Sesaat ia sudah mengeluarkan kendaraan roda dua miliknya dari dalam rumah. Tapi Sisi urung melangkah, sebab tiba-tiba saja hujan turun dengan sangat derasnya di sertai kilat dan badai. Sisi pun ciut nyali dan kembali masuk ke dalam rumah lagi.

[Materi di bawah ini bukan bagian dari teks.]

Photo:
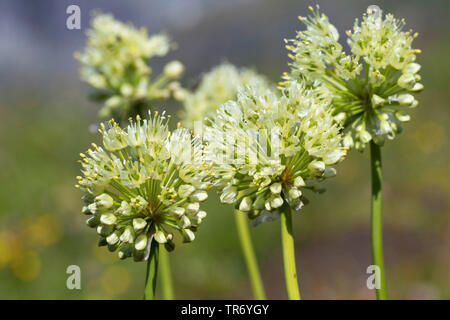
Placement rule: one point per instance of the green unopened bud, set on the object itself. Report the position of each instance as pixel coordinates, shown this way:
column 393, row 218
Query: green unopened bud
column 201, row 214
column 184, row 222
column 316, row 168
column 102, row 242
column 276, row 202
column 86, row 210
column 365, row 136
column 348, row 141
column 299, row 182
column 246, row 204
column 407, row 81
column 113, row 238
column 127, row 235
column 173, row 69
column 294, row 193
column 412, row 68
column 160, row 237
column 139, row 224
column 108, row 218
column 104, row 201
column 177, row 211
column 405, row 99
column 199, row 196
column 105, row 231
column 124, row 209
column 275, row 188
column 93, row 221
column 185, row 190
column 141, row 242
column 188, row 235
column 228, row 195
column 192, row 208
column 417, row 87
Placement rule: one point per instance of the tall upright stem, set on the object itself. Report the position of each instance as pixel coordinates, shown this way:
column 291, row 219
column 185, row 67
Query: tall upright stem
column 377, row 219
column 152, row 271
column 166, row 277
column 249, row 255
column 287, row 241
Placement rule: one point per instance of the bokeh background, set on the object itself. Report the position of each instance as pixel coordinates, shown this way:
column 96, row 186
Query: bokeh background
column 44, row 124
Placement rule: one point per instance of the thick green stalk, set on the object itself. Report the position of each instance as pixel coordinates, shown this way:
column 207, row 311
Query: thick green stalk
column 152, row 272
column 287, row 241
column 166, row 277
column 377, row 220
column 249, row 255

"Kenapa harus hujan sih? Cia, juga kemana, kenapa nggak bales pesan WhatsApp' ku dari sore tadi? Aku takut kamu nggak baik-baik saja," lirih Sisi dalam hati, ia memejamkan mata sesaat.
TAPI!
Sedetik kemudian Sisi membuka mata, tapi ia tetap tidak bisa melihat apa-apa. Ia pun mengerjabkan mata berkali-kali bahwa ia benar-benar tidak terpejam lagi.
"Ah sial! Kenapa harus mati lampu, sih?" omel Sisi seraya bergidik ngeri.
Ia takut gelap, Sisi tak menyukai gelap, ia takut suasana seperti ini. Pasal'nya... asma yang ia derita akan kambuh, jika terus menerus berada di ruangan gelap.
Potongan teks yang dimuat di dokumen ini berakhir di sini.